Some are spiral, some spherical, and some are blobs that are called irregular galaxies. Some look like crabs and others like sombreros. Many of the stars in the sky are sending us light that is tens of millions of years old. Many of the galaxies that are visible only in very powerful telescopes do not even exist anymore by the time we see their light.

Yes, the universe being so big, it makes us think about bigger things. It took us a long time as a race to learn that it’s ok to gaze at the heavens without fear of being tried as an Observer of Times and burned at the stake. People have been thinking small for so very long, and so it’s not surprising that it takes a few of us a longer time to come around to exploring and learning without superstitious shackles.
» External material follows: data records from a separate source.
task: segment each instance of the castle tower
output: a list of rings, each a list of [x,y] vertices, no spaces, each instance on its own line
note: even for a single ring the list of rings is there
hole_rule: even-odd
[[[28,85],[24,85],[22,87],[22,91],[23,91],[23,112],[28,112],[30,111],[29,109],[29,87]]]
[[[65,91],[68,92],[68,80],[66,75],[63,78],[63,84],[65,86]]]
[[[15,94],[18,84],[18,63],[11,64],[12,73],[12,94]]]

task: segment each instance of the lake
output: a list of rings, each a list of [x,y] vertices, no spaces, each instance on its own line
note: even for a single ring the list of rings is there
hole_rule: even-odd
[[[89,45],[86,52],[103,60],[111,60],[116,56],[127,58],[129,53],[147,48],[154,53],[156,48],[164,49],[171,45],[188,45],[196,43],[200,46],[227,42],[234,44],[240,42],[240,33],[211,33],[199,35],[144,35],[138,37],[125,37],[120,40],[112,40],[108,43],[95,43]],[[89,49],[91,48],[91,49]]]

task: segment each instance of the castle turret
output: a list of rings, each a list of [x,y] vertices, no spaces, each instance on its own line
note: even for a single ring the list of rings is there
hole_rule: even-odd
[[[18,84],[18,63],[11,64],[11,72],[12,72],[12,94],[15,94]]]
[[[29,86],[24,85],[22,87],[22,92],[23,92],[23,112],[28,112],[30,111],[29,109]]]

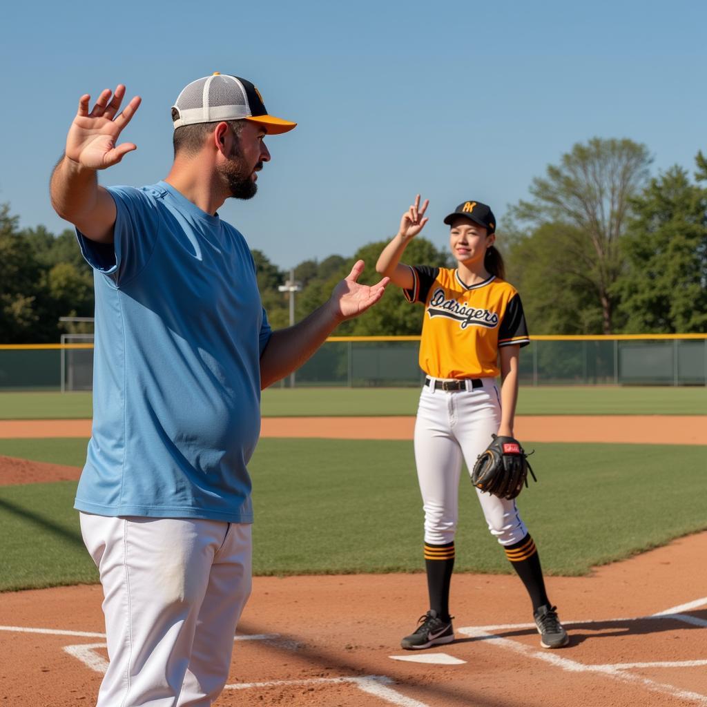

Still, those who are holding us back grieve me greatly. I know that as I type, so many who will read my words are of the opinion that when all of these giant stars die in about 208,000,000,000 years in the future, that there will be souls still frying in Gehenna because they once transgressed the law of a Great Spirit who set up one small planet around one small star at one insignificant corner of one insignificant galaxy.

To some, the heavens declare the glory of God and the heavenly bodies are celestial evangelists singing God’s praises and glory. In their minds, if the planets and the stars could talk, they’d say: “Obey God and Jesus who is God’s Son. They created us. We exist to tell of their greatness.” That conviction is so very juvenile and so comical on so many levels.

No faith and no conviction of dogma can come of watching the stars and taking in the universe. The universe is too big for any faith and even for God. Even if a god could create it, he wouldn’t know what to do with it. No tribal blood-god of vengeance like Yahweh who taught men to cut the foreskins off of penises and slaughter enemy tribes could be the one responsible for creating the Crab Nebula or NGC 1097 or Sirius B.

And yet, according to some, we are to believe that the pronouncements of damnation made by bloody priests and popes and notable revolutionary theologians throughout the ages are sound and will one day come true. I spit on those pronouncements and the mentality behind them. How is it, one must ask, that a cosmos-creating deity who has his mind on building nebulae can be offended by anything we could ever say or do?

Is it possible to think that after centuries of fighting and warring, and persecuting with the pointing of chipped and reddened swords, that a Hebrew deity who wrote about stoning adulterous wives and thighs swelling and rotting (Numbers 5) was the mastermind behind quantum mechanics? Did a God who commanded the burning of blasphemers providentially create the telescope and arrange the funding for institutions like MIT and NASA so that we could better come to understand phenomena like “dark matter” and black holes?

Just when my mind would soar to focus on higher and grander things, I am brought back down to earth by those who stand in the way of progress so that we can continue disputing the words of a Hebrew war-god and Daniel's "covenant with many for one week." We have to get tired of this eventually. But eventually will never come soon enough!